En 1994, el movimiento de los Jemeres Rojos fue ilegalizado, deshaciéndose
entre luchas internas y constantes fugas a estructuras estatales de las que una
vez dentro muy difícilmente podían ser entregados a la justicia sin
derramamiento de sangre. Pol Pot moriría en arresto domiciliario en 1997 sin
ser nunca llevado a juicio por sus terribles crímenes, marcando el definitivo
fin de los Khmer Krahom como organización.
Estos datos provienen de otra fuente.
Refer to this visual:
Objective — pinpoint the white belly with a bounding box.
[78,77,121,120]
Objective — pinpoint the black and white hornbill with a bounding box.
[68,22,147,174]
[3]Traducción algo sesgada del original que en castellano vendría a
ser S-21: La máquina de matar de los
jemeres rojos, ampliando así la condición asesina del régimen de Pol Pot a
su adhesión al comunismo, sin más matices. Por desgracia no puede decirse que
la Historia no esté llena de ejemplos de cómo los ideales comunistas han sido
usados en demasiadas ocasiones como justificación de los actos más atroces,
pero no deja de ser curioso el pequeño ajuste que se llevó a cabo en la
traducción del título de este documental al castellano.
[4]Nacido el 18 de abril de 1964 en la población de Nom Pen, en la
Camboya que una y otra vez se dedicaría a explorar en sus investigaciones
documentales, sería a los seis años de edad cuando, tras el golpe de estado del
general Lol Nol que derrocó al príncipe Norodom Sihanouk, el país entraría en
la Guerra de Vietnam. Tras la llegada de los Jemeres Rojos al poder en 1975, y
ya con once años de edad, Panh sería internado en un campo de “rehabilitación”,
con el objetivo de rehabilitarlo a él y otros muchos de su edad de los “vicios
burgueses”. Las largas caminatas desde las ciudades de las que fueron expulsados
muchos camboyanos de la nueva Kampuchea “Democrática” (las comillas son mías)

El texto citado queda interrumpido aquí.